Succédant à mon père, mais dans d’autres publications, je recensais les nouveaux livres d’Henri Guillemin. Jusque dans une revue que j’avais fondée : « Tripot » (revue « mal famée ») et que j’éditais depuis 1974 avec Marie Fougère.
En 1977 nous lui rendons visite à Neufchâtel en Suisse pour préparer un numéro spécial de cette revue, le numéro 20 « Avec Henri Guillemin ».
Plusieurs heures d’entretien. Un repas simplement partagé. Un petit clopet pour lui. Reprise. Puis visiblement (Jacques Bertin eut la même impression une décennie plus tard), il en avait déjà assez dit, le travail l’attendait… Et, justement, nous avions un train à telle heure, ce serait dommage de le rater.

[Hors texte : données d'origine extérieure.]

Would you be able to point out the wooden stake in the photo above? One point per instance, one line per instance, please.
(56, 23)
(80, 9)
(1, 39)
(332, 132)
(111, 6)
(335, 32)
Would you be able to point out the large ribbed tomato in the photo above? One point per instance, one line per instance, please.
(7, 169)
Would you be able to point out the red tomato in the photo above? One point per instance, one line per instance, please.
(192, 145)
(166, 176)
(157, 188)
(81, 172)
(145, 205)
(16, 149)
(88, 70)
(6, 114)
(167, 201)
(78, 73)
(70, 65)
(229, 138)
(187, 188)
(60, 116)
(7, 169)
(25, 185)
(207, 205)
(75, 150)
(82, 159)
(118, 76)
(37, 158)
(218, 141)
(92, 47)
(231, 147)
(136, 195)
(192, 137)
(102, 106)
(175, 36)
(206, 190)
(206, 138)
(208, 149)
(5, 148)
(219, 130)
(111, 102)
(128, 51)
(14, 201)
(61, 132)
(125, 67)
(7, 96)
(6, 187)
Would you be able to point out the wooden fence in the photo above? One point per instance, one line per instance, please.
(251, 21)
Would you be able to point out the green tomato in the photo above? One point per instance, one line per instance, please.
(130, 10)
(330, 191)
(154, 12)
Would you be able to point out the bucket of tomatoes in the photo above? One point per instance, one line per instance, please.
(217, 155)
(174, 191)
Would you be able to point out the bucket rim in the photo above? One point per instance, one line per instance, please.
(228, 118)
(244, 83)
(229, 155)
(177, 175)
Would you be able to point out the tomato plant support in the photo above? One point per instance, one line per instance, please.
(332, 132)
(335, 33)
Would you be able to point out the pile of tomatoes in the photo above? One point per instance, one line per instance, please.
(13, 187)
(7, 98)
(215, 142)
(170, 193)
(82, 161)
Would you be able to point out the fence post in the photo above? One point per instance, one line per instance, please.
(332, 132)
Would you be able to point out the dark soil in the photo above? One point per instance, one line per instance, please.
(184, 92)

De toute manière le charme et la force de conviction avaient opéré.
Nous ramenions cet enregistrement comme un trésor que nous avons publié, très largement revu et corrigé (voire expurgé) par HG lui-même, dans cet hommage « Avec Henri Guillemin ».

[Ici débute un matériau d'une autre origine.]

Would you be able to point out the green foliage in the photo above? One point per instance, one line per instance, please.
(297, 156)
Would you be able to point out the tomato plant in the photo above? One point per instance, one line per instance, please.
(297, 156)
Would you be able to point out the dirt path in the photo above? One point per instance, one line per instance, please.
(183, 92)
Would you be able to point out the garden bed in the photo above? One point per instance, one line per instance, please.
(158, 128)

Nous y reprenions aussi son texte « Rappelle-toi, petit » qui raconte le coup d’Etat de Napoléon III vécu dans un petit village du mâconnais.

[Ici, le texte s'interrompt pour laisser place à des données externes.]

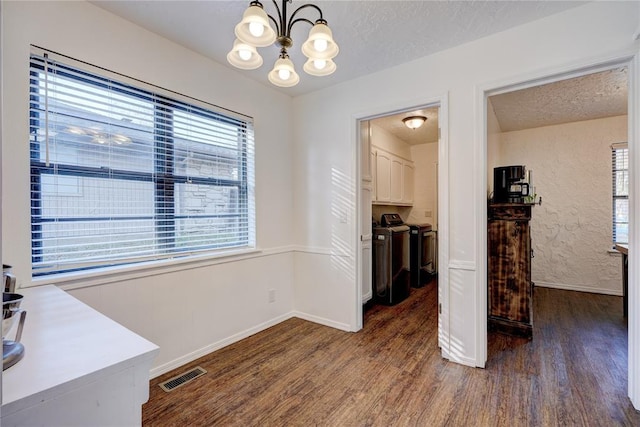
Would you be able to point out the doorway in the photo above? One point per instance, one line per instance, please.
(564, 132)
(415, 193)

Que nous avons édité l’année suivante dans notre collection « Jeunesse ».
Modeste début, certes, mais début tout de même de l’édition de son œuvre.
Et nous lui avions demandé : « si l’occasion se présente de rééditer certains de vos livres épuisés… ? »
Sans hésiter il nous répondit : « Allez-y, tout ce que vous voulez ! Allez-y ». Un peu plus tard il m’écrivit : « Pour Utovie, liberté absolue ! ».
Dès lors, nous nous sommes enhardis et lui avons proposé chaque fois que cela nous semblait possible de rééditer ses ouvrages parus hors « grandes » maisons et épuisés sans reprise envisagée.
Et c’est parti ! Comme dans un vaisseau sortant du port tranquille, nous sommes embarqués pour une traversée relatant trente années d’opiniâtre labeur et d’indéfectible amitié, affrontant vents et marées, bonnes et mauvaises nouvelles, émotion et déception, et toujours à bord, la passion d’entreprendre et la volonté de réussir.